Data Cleaning#
import numpy as np
import pandas as pd
# import original data
health = pd.read_csv('data/CitieSHealth_BCN_DATA_PanelStudy_20220414.csv')
np.shape(health)
(3348, 95)
# The list of variables that we are intersted in
variables = ['no2bcn_24h', 'pm25bcn','BCμg','performance',
'occurrence_mental', 'bienestar', 'estres', 'sueno',
'gender', 'dieta', 'alcohol','drogas', 'education',
'access_greenbluespaces_300mbuff','smoke', 'age_yrs']

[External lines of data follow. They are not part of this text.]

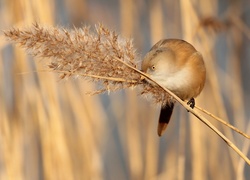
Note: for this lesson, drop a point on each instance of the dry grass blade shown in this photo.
(223, 122)
(102, 56)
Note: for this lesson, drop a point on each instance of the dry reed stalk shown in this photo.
(128, 19)
(103, 54)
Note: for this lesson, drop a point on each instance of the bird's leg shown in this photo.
(191, 103)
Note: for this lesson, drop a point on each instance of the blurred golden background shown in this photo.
(50, 129)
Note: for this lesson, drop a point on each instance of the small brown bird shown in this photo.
(176, 65)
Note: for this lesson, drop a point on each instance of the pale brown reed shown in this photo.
(103, 56)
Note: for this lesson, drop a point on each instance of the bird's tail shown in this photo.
(164, 118)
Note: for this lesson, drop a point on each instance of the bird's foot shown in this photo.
(191, 103)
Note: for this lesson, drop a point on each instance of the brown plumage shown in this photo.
(176, 65)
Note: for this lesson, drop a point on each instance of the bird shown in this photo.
(176, 65)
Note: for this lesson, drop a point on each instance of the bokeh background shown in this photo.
(50, 129)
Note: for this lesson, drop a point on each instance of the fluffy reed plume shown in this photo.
(102, 56)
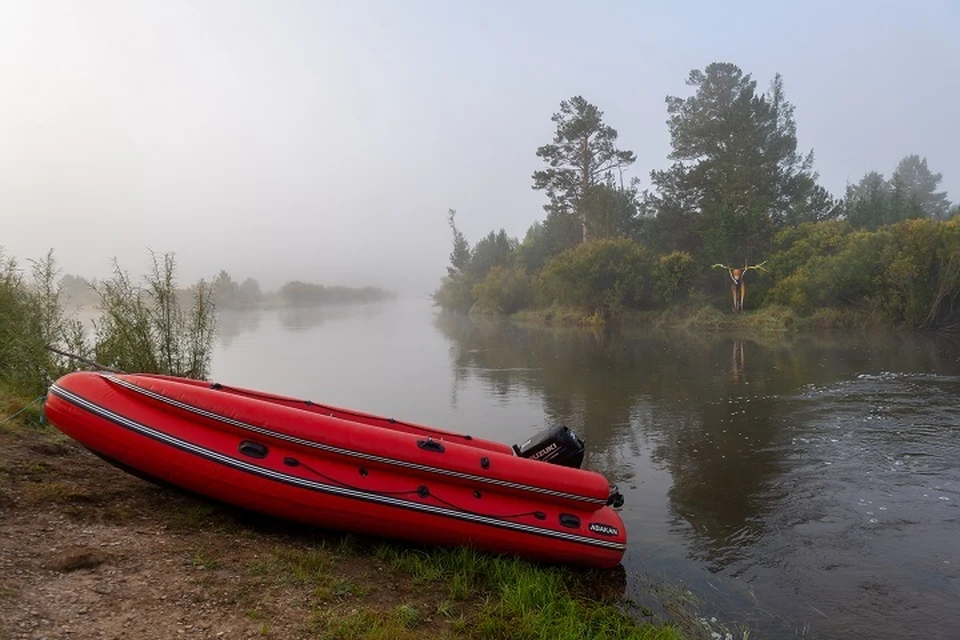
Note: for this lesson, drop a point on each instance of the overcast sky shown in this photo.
(325, 141)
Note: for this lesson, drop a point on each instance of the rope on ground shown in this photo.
(9, 418)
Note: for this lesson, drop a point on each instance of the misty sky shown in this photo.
(325, 141)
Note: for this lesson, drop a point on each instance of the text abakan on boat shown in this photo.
(347, 470)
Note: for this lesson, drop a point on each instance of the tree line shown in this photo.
(739, 192)
(150, 324)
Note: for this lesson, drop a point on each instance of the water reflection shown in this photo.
(231, 324)
(781, 451)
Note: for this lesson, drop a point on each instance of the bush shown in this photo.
(601, 276)
(455, 293)
(32, 318)
(145, 329)
(673, 276)
(503, 290)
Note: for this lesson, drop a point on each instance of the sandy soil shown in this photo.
(88, 551)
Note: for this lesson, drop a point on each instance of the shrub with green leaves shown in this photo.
(145, 328)
(32, 318)
(603, 276)
(503, 290)
(673, 275)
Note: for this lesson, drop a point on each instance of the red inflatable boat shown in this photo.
(347, 470)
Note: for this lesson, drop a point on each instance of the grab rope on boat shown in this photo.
(9, 418)
(423, 491)
(86, 361)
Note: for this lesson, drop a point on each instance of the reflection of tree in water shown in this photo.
(725, 444)
(231, 324)
(304, 318)
(569, 370)
(710, 408)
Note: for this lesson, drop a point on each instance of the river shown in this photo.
(802, 486)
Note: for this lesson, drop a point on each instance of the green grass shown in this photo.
(519, 599)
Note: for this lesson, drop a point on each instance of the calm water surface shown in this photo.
(808, 486)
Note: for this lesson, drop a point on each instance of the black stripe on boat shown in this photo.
(242, 465)
(349, 452)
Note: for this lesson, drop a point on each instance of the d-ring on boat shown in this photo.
(347, 470)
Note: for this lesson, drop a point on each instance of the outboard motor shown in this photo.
(556, 445)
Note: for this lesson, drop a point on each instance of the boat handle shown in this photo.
(431, 445)
(253, 449)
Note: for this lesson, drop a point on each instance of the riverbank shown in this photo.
(89, 551)
(702, 316)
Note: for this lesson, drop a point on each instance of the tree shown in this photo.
(738, 175)
(583, 154)
(610, 212)
(494, 250)
(460, 256)
(914, 191)
(867, 203)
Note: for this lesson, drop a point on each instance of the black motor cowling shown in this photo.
(556, 445)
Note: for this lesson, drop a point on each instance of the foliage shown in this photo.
(738, 192)
(908, 273)
(556, 234)
(610, 212)
(868, 203)
(504, 290)
(494, 250)
(145, 328)
(909, 194)
(674, 274)
(460, 256)
(914, 191)
(455, 293)
(32, 318)
(738, 174)
(604, 276)
(228, 294)
(583, 154)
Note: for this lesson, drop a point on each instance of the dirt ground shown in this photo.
(88, 551)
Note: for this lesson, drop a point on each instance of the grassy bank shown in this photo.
(261, 576)
(701, 316)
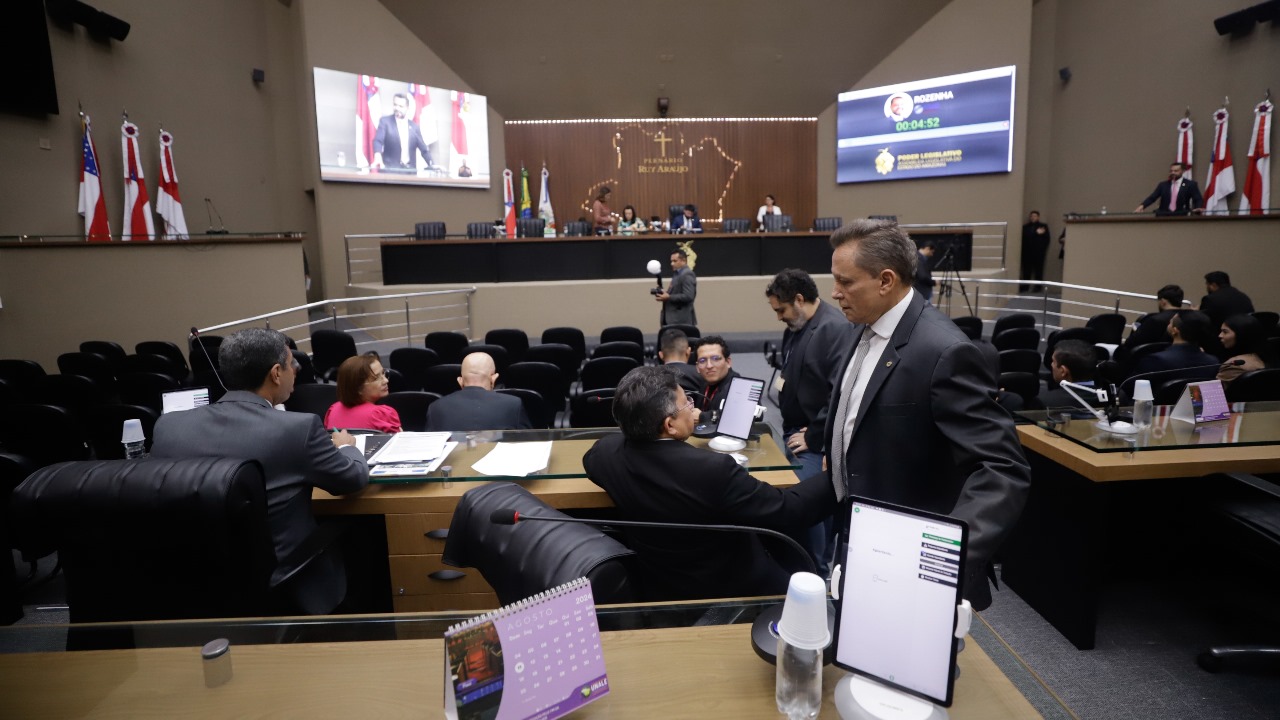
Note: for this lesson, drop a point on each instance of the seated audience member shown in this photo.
(476, 406)
(1191, 331)
(630, 223)
(1153, 327)
(361, 383)
(688, 222)
(295, 450)
(1242, 337)
(652, 474)
(1073, 361)
(673, 350)
(716, 367)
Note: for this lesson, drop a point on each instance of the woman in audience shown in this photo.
(361, 383)
(630, 223)
(1242, 337)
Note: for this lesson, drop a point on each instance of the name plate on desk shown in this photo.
(1202, 402)
(536, 659)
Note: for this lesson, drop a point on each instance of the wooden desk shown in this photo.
(1056, 554)
(707, 671)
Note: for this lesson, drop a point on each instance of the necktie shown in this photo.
(837, 423)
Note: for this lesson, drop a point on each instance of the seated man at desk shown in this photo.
(295, 450)
(476, 406)
(652, 474)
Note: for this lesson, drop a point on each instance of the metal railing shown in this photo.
(421, 314)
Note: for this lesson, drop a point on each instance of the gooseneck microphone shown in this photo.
(195, 336)
(510, 516)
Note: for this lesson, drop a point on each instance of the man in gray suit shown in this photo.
(677, 300)
(293, 449)
(914, 420)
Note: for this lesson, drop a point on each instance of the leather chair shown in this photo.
(529, 557)
(152, 540)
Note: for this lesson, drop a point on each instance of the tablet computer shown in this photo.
(896, 616)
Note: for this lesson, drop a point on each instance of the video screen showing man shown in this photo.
(400, 140)
(652, 474)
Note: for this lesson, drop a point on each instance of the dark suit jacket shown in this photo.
(931, 436)
(1188, 197)
(812, 370)
(296, 454)
(476, 409)
(675, 482)
(679, 309)
(388, 142)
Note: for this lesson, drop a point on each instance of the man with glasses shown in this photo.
(652, 474)
(716, 367)
(296, 452)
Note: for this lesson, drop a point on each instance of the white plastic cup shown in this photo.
(804, 614)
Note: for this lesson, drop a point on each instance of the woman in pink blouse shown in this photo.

renamed_variables = {'no2bcn_24h':'no2', 'pm25bcn':'pm25', 'BCμg':'black carbon',
'bienestar': 'wellbeing', 'estres':'stress', 'sueno':'sleep quality',
'dieta':'diet', 'drogas':'drug_use', 'age_yrs':'age',
'access_greenbluespaces_300mbuff': 'access_greenbluespaces'}
health_clean = (
health
.loc[:, variables]
.convert_dtypes() #automatically convert variable type
.rename(columns = renamed_variables)
.round(2)
.dropna()
)
health_clean.shape
(2221, 16)
health_clean['gender'].value_counts()
Mujer 1588
Hombre 628
Otra 5
Name: gender, dtype: Int64
health_clean['education'].value_counts()
Universitario 1879
Bachillerato 300
Primario o menos 42
Name: education, dtype: Int64
# translate some non-English contents
health_clean = health_clean.replace({'gender':{'Mujer':'Female', 'Hombre':'Male', 'Otra':'Other'},
'education':{'Universitario':'university',
'Bachillerato':'baccalaureate',
'Primario o menos':'primary or less'}})
# Omit 'Other' in gender column since the sample size for other was too small
health_clean = health_clean[health_clean['gender'] != 'Other']
health_clean.shape
(2216, 16)
health_clean.head()
| no2 | pm25 | black carbon | performance | occurrence_mental | wellbeing | stress | sleep quality | gender | diet | alcohol | drug_use | education | access_greenbluespaces | smoke | age | |
|---|---|---|---|---|---|---|---|---|---|---|---|---|---|---|---|---|
| 1 | 28.54 | 8.16 | 0.5 | 51.24 | 2 | 8 | 5 | 8 | Female | Yes | No | No | university | Yes | No | 37 |
| 2 | 44.51 | 13.38 | 1.51 | 56.01 | 10 | 9 | 8 | 9 | Female | Yes | Yes | No | university | Yes | Yes | 28 |
| 3 | 33.81 | 16.53 | 1.17 | 58.18 | 14 | 3 | 5 | 2 | Female | Yes | No | No | university | Yes | No | 29 |
| 4 | 37.86 | 15.67 | 1.21 | 71.48 | 12 | 9 | 6 | 2 | Female | No | Yes | No | university | Yes | No | 33 |
| 6 | 37.82 | 18.45 | 1.56 | 46.05 | 9 | 3 | 5 | 10 | Female | Yes | Yes | No | baccalaureate | No | No | 45 |
# save the file after cleaning
health_clean.to_csv('data/CitieSHealth_BCN_DATA_PanelStudy_20220414_Clean.csv', index=False)